With the farm long since paid for, most of Betsy’s day-to-day bills could be handled by that without having to resort to taking funds from one of the named accounts. When she did have added expenses, like the credit card bills for her trips to and from DC to look after Athena and also her trip to Arizona for the wedding, those were transferred over on an as-needed basis only. Since those occasional expenditures were few and far between, Betsy had zero concerns about running out of money in her lifetime, just the way she and Alton had intended.

It was only February, a month earlier than usual, but since Betsy had to visit the various banks later on in the day anyway, she decided she could just as well get the onerous bookkeeping chore over and done with. Steeling herself for the task with a first cup of coffee on the table next to her and with Princess curled up in a cozy ball at her feet, Betsy settled down to work.

She dumped the whole drawer upside down on the table, so that the earliest statements would be the ones on top. In the very first statement—in the account Alton had labeled “New Car,” Betsy saw something worrisome. There were four different $250 ATM withdrawal transactions posted to that account in a one-month period—one a week—a thousand dollars gone. The only problem was, Betsy Peterson had never made an ATM withdrawal in her life. She supposed you’d need some kind of card to make that happen, but she didn’t have one. The only plastic she carried of any kind consisted of her trusty Visa and Amex cards, where she always maintained a zero balance.

With trembling hands, she tore into the next envelope—her Home Improvement account—only to discover the same thing, one withdrawal a week, $250 a shot, four times in the course of the month.
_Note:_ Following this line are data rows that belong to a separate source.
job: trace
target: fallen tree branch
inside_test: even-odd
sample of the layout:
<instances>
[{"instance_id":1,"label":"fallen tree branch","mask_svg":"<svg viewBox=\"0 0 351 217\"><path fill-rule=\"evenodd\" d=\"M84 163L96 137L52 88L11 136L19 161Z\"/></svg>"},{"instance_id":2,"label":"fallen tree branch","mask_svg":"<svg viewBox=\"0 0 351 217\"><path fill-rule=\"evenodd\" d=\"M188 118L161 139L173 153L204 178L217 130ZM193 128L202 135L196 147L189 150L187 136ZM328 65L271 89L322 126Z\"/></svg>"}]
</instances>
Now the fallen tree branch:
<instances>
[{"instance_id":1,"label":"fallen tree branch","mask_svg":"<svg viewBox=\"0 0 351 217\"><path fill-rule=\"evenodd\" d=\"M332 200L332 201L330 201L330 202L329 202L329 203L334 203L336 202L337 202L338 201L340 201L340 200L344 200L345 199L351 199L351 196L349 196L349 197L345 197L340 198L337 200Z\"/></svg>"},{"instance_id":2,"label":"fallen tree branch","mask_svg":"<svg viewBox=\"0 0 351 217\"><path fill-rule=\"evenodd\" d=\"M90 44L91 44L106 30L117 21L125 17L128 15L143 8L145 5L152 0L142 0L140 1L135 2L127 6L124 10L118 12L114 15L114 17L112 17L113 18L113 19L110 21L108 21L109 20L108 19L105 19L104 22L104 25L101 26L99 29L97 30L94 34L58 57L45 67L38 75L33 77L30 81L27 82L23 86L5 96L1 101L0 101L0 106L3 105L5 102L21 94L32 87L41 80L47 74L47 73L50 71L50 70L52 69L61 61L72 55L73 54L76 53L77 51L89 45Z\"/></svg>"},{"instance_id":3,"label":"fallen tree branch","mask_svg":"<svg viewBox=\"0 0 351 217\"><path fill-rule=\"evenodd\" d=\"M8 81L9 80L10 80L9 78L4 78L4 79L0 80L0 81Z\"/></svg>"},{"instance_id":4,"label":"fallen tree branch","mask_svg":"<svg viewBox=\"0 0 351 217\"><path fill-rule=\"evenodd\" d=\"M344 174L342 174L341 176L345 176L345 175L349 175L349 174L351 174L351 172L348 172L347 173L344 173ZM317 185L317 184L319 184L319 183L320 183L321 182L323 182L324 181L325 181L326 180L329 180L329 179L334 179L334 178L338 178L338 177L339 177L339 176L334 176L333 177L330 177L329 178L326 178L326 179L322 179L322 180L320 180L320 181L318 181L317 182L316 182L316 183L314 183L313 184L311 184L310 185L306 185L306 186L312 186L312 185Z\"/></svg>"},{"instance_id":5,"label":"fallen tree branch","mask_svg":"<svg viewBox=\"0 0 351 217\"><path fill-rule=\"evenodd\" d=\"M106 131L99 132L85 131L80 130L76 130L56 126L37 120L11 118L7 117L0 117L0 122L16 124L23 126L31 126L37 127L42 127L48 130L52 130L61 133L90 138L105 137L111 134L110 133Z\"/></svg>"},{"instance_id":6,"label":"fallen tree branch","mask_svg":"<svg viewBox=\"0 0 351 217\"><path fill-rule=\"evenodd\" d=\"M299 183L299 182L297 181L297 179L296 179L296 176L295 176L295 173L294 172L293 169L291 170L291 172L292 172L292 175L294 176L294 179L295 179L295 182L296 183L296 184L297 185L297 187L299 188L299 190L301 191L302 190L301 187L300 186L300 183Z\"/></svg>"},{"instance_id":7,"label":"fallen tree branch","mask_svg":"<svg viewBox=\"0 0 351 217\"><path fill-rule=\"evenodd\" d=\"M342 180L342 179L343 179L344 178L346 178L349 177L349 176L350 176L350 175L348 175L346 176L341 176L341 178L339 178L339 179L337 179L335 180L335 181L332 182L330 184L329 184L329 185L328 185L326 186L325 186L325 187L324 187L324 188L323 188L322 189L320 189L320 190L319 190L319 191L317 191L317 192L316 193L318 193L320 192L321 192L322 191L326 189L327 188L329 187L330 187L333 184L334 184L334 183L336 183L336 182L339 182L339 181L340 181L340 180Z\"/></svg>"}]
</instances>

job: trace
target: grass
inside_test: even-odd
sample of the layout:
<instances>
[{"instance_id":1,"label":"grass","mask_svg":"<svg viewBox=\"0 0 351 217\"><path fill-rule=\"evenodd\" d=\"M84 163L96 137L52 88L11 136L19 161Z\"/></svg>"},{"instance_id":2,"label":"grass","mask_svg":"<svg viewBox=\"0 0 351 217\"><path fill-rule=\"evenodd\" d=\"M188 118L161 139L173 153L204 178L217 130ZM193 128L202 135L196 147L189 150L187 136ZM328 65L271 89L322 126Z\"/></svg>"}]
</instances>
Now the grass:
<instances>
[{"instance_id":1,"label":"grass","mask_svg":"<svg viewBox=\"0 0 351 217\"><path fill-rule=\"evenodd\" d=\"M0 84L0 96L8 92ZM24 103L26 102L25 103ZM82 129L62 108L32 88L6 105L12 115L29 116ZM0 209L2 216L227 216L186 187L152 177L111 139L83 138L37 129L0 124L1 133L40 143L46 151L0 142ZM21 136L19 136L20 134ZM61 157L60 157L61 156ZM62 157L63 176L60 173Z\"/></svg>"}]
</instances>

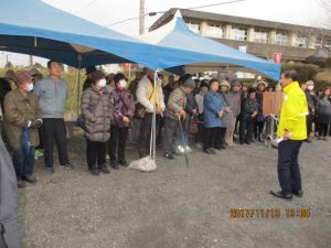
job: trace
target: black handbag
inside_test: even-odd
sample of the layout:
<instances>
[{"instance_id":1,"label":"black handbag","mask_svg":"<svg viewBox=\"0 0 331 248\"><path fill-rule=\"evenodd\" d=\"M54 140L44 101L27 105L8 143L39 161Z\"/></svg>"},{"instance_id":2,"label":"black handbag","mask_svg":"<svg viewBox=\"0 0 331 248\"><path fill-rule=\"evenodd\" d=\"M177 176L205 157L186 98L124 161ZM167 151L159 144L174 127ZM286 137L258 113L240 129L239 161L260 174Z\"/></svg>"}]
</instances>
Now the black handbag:
<instances>
[{"instance_id":1,"label":"black handbag","mask_svg":"<svg viewBox=\"0 0 331 248\"><path fill-rule=\"evenodd\" d=\"M93 112L95 112L95 110L98 107L98 105L100 104L102 99L103 99L103 96L100 96L100 99L99 99L98 104L96 105L95 109L93 110ZM85 125L86 125L86 120L84 118L84 115L81 114L76 120L76 127L82 128L85 131Z\"/></svg>"},{"instance_id":2,"label":"black handbag","mask_svg":"<svg viewBox=\"0 0 331 248\"><path fill-rule=\"evenodd\" d=\"M148 100L151 99L151 97L153 95L153 91L154 91L154 88L153 88L151 95L149 96ZM135 108L135 118L136 119L143 119L145 115L146 115L146 107L142 104L137 103L136 108Z\"/></svg>"}]
</instances>

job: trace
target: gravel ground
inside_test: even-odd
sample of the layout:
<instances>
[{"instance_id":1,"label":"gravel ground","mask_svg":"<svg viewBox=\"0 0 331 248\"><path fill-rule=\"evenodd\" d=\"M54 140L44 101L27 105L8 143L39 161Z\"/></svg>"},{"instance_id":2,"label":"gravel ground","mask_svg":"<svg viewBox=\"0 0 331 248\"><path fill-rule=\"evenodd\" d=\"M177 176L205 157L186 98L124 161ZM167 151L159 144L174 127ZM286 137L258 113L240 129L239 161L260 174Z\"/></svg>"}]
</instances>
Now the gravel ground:
<instances>
[{"instance_id":1,"label":"gravel ground","mask_svg":"<svg viewBox=\"0 0 331 248\"><path fill-rule=\"evenodd\" d=\"M174 162L158 159L158 171L87 173L84 139L74 133L74 170L43 171L36 185L20 191L24 248L330 248L331 141L305 143L300 163L305 195L290 202L277 190L277 150L261 143L206 155L199 149ZM129 150L128 159L136 159ZM232 208L280 209L279 218L232 218ZM287 218L286 209L310 209Z\"/></svg>"}]
</instances>

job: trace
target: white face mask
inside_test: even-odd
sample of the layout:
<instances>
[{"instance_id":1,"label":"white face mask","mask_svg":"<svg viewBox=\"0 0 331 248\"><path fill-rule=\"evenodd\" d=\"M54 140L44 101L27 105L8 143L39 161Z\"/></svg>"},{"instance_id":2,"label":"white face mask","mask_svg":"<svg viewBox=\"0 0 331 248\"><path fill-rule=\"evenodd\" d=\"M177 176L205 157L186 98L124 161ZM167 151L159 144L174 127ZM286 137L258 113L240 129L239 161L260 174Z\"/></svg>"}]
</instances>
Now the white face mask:
<instances>
[{"instance_id":1,"label":"white face mask","mask_svg":"<svg viewBox=\"0 0 331 248\"><path fill-rule=\"evenodd\" d=\"M118 82L118 86L119 86L120 88L126 88L126 87L127 87L127 80L126 80L126 79L119 80L119 82Z\"/></svg>"},{"instance_id":2,"label":"white face mask","mask_svg":"<svg viewBox=\"0 0 331 248\"><path fill-rule=\"evenodd\" d=\"M26 87L26 91L28 93L31 93L33 90L33 84L29 84L28 87Z\"/></svg>"},{"instance_id":3,"label":"white face mask","mask_svg":"<svg viewBox=\"0 0 331 248\"><path fill-rule=\"evenodd\" d=\"M107 85L106 79L99 79L98 83L97 83L97 86L100 87L100 88L105 88L106 85Z\"/></svg>"}]
</instances>

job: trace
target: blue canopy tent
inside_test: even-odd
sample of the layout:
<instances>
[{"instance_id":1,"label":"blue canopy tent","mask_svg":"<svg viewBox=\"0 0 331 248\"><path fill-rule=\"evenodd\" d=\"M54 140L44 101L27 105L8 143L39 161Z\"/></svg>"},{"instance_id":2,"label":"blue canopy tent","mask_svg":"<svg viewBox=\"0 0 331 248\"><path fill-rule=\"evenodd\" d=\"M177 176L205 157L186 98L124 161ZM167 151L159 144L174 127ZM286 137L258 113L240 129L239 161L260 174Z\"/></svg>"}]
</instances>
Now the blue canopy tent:
<instances>
[{"instance_id":1,"label":"blue canopy tent","mask_svg":"<svg viewBox=\"0 0 331 248\"><path fill-rule=\"evenodd\" d=\"M279 79L279 65L194 33L183 21L179 10L170 22L138 39L163 47L186 51L191 55L195 54L194 62L170 68L170 71L183 69L185 73L197 73L232 68Z\"/></svg>"},{"instance_id":2,"label":"blue canopy tent","mask_svg":"<svg viewBox=\"0 0 331 248\"><path fill-rule=\"evenodd\" d=\"M167 50L143 44L40 0L3 1L1 9L1 51L57 60L75 67L122 62L154 69L168 66L168 62L166 65L161 62L167 57ZM154 54L164 56L156 63L156 60L150 60Z\"/></svg>"}]
</instances>

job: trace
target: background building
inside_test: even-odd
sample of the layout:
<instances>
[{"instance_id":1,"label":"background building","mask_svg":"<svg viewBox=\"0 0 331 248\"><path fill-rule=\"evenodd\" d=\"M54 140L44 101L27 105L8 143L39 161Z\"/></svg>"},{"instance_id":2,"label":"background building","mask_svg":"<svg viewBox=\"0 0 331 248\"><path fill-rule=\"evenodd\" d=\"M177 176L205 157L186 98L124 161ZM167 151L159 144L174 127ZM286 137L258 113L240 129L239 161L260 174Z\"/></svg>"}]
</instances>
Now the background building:
<instances>
[{"instance_id":1,"label":"background building","mask_svg":"<svg viewBox=\"0 0 331 248\"><path fill-rule=\"evenodd\" d=\"M167 11L150 31L169 22L175 11ZM331 47L331 30L185 9L181 14L194 32L267 60L281 54L282 61L303 62L317 48Z\"/></svg>"}]
</instances>

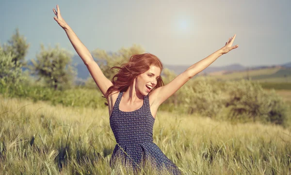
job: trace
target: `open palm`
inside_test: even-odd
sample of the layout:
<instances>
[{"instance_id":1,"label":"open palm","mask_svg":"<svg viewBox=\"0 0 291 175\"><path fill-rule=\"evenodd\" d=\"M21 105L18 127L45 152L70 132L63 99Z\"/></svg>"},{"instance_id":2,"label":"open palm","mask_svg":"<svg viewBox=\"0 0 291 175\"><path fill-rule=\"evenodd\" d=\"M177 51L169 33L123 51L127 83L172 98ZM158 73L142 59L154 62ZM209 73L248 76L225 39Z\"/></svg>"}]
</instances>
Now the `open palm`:
<instances>
[{"instance_id":1,"label":"open palm","mask_svg":"<svg viewBox=\"0 0 291 175\"><path fill-rule=\"evenodd\" d=\"M60 11L60 8L59 8L59 5L57 5L57 11L56 11L56 9L55 9L54 8L52 9L53 13L56 16L55 16L53 18L56 20L56 21L57 21L60 26L61 26L63 29L65 29L67 27L68 25L65 21L65 20L64 20L63 17L62 17L62 15L61 15L61 11Z\"/></svg>"},{"instance_id":2,"label":"open palm","mask_svg":"<svg viewBox=\"0 0 291 175\"><path fill-rule=\"evenodd\" d=\"M220 50L221 50L221 53L223 54L225 54L232 49L235 49L237 48L239 45L235 45L234 46L232 46L232 44L234 41L234 39L235 39L236 35L235 34L232 37L229 38L227 42L226 43L226 45L223 47Z\"/></svg>"}]
</instances>

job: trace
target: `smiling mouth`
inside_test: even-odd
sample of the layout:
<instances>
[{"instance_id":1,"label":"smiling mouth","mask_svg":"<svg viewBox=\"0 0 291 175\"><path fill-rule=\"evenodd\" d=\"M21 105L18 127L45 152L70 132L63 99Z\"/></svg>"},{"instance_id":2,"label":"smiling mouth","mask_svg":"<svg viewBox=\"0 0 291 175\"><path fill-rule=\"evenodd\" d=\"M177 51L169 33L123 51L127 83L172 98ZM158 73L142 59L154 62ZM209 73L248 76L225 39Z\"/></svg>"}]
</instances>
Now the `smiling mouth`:
<instances>
[{"instance_id":1,"label":"smiling mouth","mask_svg":"<svg viewBox=\"0 0 291 175\"><path fill-rule=\"evenodd\" d=\"M149 90L151 90L151 89L153 88L153 87L152 87L151 86L149 86L149 85L146 85L146 88L147 88L147 89L148 89Z\"/></svg>"}]
</instances>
And so it went, in every account. Betsy worked in a state of rising fury until she had the whole year’s worth of statements opened and accounted for. And there were the cold hard numbers. In one year, someone had relieved her of $60,000 without her knowledge or consent.

Too late she realized that Alton had been right to do the accounting every month. Had she done that, she could possibly have limited her loss. But now? Her first instinct was to pick up the phone, dial the first bank, and go to war with the manager. She had the phone in her hand when she thought better of it and put the receiver back on the hook. The bank statements for January had not yet arrived. If she called the bank and alerted them, that might also serve to alert whoever was doing it. She wanted the guilty parties caught and punished every bit as much as she wanted them stopped.

Instead, she tracked down the phone number for Joe Friday, the guy who had installed what he had explained was something like a distant band of guardian angels there to watch over her.

“Good morning, Betsy,” he said when he answered. Obviously his caller ID was in good working order. “What’s up?”

“I’ve been going over my bank statements,” she said. “Someone has been making unauthorized withdrawals all year long in every one of my accounts. They’ve been using ATMs, which I’ve never once used. I’m mad as a wet hen about it, and I don’t know what to do.”

“I’ll call Stuart,” Joe said. “Believe me, this kind of thing is right up his alley. He’ll be back in touch as soon as possible.”

When the phone call ended, Betsy reached down, lifted Princess into her lap, and held her close. “See there?” she told the squirming dog. “I wasn’t just being paranoid. Someone really is after me.”